Drummers are drummers. Finding a motivated one is LUCKY  find out what he REALLY likes to listen to and incorporate some of that style into the songs.

Let the other guitarist use your gear for a couple of practices and use his. Then switch back and see if he notices...

Good luck mate!


----------



## KingAenarion (Jun 14, 2012)

CYBERSYN said:


> Have a meeting. Talk to the guys and tell them how you feel.
> 
> Ask them how they feel about the whole thing. Do they want to evolve to something?
> 
> ...



+1 to this


----------



## USMarine75 (Jun 14, 2012)

Dump the drummer... you should audition this guy I hear he's pretty good and everyone uses him:


----------



## mcd (Jun 18, 2012)

i had the same problem a few months back, i was playing bass in a band that had two guitarist that weren't that great, the only catch was they were good guys, and the music was catchy enough. The band fell apart when the singer had to move back home, and the guy that started the band is now paying me in pbr 30 racks to cut solo's for him. I guess if you get along with the guys stick it out and try to work with them, be mature when you are criticizing people's abilities, and they should be able to take it with a grain of salt. 

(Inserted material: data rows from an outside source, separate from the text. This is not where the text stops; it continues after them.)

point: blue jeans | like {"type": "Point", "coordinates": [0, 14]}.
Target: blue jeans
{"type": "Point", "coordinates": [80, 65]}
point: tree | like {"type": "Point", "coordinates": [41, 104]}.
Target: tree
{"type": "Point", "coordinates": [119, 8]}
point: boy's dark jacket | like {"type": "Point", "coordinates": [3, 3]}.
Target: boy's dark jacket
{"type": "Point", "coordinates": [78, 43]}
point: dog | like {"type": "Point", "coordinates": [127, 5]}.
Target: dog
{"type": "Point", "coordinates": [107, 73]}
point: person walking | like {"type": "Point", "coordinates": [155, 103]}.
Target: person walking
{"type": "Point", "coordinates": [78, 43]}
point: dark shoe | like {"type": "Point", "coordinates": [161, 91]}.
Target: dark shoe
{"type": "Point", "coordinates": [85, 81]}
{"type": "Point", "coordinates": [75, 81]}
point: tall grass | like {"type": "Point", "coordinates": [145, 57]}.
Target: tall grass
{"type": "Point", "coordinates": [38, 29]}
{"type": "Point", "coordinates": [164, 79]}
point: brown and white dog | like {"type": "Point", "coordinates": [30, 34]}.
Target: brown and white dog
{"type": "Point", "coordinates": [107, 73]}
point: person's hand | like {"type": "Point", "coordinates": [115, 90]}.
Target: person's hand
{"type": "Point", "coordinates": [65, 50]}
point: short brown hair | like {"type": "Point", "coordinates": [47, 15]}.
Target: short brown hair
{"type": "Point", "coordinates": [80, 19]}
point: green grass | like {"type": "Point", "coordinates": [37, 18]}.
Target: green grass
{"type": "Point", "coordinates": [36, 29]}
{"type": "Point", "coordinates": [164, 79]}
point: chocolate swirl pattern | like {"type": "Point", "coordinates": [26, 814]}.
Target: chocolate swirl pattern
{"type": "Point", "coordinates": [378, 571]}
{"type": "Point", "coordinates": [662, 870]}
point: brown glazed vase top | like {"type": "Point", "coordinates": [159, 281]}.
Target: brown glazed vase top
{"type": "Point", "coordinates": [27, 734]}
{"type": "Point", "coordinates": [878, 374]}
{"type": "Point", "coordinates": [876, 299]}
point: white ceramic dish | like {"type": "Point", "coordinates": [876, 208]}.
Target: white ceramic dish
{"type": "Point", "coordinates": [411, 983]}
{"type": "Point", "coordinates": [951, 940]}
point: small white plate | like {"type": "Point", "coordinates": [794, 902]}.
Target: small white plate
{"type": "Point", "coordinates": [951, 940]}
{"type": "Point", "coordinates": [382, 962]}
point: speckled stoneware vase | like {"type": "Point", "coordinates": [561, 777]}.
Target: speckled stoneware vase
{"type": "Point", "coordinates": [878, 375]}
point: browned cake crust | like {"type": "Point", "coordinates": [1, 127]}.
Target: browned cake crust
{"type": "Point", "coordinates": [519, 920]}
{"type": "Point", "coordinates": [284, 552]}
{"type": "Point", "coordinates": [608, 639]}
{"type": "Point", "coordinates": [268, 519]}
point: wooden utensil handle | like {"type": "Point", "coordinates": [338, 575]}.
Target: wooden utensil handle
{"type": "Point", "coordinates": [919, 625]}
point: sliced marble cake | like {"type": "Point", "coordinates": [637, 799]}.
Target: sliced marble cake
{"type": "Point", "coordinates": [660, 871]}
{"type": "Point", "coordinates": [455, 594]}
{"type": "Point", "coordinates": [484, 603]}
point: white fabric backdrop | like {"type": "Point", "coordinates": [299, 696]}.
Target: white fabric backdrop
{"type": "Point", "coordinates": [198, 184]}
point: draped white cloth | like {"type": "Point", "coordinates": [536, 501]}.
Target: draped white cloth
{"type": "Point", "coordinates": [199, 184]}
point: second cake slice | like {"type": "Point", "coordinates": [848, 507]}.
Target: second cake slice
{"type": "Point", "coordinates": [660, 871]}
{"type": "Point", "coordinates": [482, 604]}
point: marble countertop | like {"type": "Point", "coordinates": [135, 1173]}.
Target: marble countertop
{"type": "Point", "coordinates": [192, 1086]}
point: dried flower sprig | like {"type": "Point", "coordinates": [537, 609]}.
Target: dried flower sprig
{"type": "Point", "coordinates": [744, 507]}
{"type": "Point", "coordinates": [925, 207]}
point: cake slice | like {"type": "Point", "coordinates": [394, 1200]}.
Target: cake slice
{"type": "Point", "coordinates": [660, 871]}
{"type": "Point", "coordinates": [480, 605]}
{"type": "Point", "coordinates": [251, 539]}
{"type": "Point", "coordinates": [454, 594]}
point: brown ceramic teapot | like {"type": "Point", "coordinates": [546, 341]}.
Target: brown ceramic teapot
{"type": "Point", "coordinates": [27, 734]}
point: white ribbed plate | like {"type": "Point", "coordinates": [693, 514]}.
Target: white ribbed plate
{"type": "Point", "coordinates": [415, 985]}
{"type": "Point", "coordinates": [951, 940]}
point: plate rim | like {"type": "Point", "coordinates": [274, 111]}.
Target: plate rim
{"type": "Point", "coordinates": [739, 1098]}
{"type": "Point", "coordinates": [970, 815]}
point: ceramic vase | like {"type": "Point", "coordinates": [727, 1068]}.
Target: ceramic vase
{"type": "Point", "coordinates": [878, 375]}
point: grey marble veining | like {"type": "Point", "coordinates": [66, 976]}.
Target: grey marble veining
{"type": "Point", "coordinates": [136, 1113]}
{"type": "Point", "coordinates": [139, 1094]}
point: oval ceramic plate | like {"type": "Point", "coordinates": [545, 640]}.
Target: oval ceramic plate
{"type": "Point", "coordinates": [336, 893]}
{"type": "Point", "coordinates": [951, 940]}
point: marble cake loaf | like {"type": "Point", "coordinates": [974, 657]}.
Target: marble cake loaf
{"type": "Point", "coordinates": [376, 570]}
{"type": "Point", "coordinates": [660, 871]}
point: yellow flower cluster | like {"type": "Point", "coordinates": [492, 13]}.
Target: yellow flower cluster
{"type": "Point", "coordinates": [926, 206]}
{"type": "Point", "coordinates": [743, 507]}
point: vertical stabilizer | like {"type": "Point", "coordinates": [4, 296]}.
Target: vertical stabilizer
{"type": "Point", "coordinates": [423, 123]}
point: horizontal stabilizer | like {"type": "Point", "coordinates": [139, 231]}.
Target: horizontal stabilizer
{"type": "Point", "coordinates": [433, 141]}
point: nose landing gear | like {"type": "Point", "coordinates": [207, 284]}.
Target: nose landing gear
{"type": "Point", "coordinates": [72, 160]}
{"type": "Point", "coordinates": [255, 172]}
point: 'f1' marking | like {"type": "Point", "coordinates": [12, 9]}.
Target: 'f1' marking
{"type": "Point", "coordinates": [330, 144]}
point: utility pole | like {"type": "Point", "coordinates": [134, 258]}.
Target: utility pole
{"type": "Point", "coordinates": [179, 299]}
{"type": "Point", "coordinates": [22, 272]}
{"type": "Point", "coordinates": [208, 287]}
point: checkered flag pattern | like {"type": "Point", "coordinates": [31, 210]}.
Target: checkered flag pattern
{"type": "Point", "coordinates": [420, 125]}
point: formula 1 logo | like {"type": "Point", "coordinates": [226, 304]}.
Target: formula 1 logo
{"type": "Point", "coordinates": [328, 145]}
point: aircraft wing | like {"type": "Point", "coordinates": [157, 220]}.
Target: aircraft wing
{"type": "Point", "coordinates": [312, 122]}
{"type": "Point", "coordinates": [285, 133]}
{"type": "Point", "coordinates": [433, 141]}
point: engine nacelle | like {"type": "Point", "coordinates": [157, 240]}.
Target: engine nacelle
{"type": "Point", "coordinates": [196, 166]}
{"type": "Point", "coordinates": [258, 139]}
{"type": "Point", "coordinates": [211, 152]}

If after you try to help, and approach it with a mature "EGO-less" attitude they still show no want or drive, leave! there's no point in giving yourself a headache. Just remember MATURE and EGO-less. I was on the receiving end of a you suck I'm better situation when i was a young just starting player, and all i could afford was an aria pro II the cat from a pawn shop, and a crappy old bandit 112.


----------



## klinic (Jun 23, 2012)

You have more of a band then I have. :/ Look for something else, try to do some solo stuff and just have fun with what you have for what it is then if you find something else, move to that.


----------



## supercolio (Jun 23, 2012)

Dump the drummer.

Now, I want to say that 3 months for 3 songs isn't so bad. Our band practiced ~7 cover songs in 6 months. It's all about do you guys enjoy it (we did)! How often do you practice together?


----------